Future treatment designs could consider incorporating patient support groups or mechanisms for group communication to further enhance the social support effects of treatment.

In examining self-esteem, this study identified a strong negative correlation between stigma and self-esteem, consistent with Corrigan’s psychological cognitive model,20 which posits that stigma is intrinsically linked to self-worth and self-perception. Patients with low self-esteem are more susceptible to internalizing societal stigma, attributing social rejection to their condition and perceiving it as a personal failing, which further exacerbates their psychological distress. Conversely, high levels of stigma erode self-esteem by reinforcing feelings of inadequacy and social exclusion, thereby creating a vicious cycle that negatively impacts mental health and social functioning.

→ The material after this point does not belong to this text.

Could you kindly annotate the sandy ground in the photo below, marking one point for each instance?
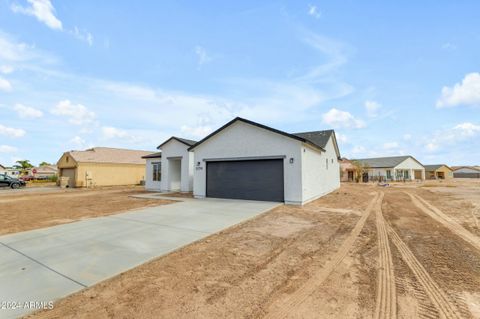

Despite these insights, this study has several limitations. This study is a post-test-only one-group design, and the sample size is relatively limited, all coming from a single treatment center, which may affect the external validity and representativeness of the results. Future research should verify the stability of the results with multi-center studies and larger sample sizes. Additionally, since this study employs a cross-sectional design, it cannot establish causal relationships between variables. For example, the relationship between the number of treatments and stigma needs to be further explored through longitudinal tracking. The stigma assessment used a self-report questionnaire, which, despite having certain reliability, may still be influenced by subjective emotions, recall bias, and other factors. Finally, stigma, as a social-psychological response, may exhibit cultural variations. The results of this study are primarily based on Chinese patients, so caution should be exercised when generalizing to other cultural contexts.

Conclusion

In conclusion, patients with port-wine stains generally experience high levels of stigma and low levels of self-esteem, suggesting that the mental health status of current PWS patients should not be overlooked. Further analysis revealed that thickened lesions were significantly associated with stronger feelings of stigma, while more treatment sessions were linked to lower stigma levels. This may reflect the positive emotional regulation effects of the treatment itself or stem from the sense of belonging and hope that patients gain during treatment. It suggests that clinical treatment should pay more attention to the psychological state and emotional support of patients. Future intervention designs could attempt to integrate group support, psychological interventions, and the treatment itself to collectively improve stigma and promote the overall recovery of patients’ physical and mental health.

Disclosure

The authors report no conflicts of interest in this work.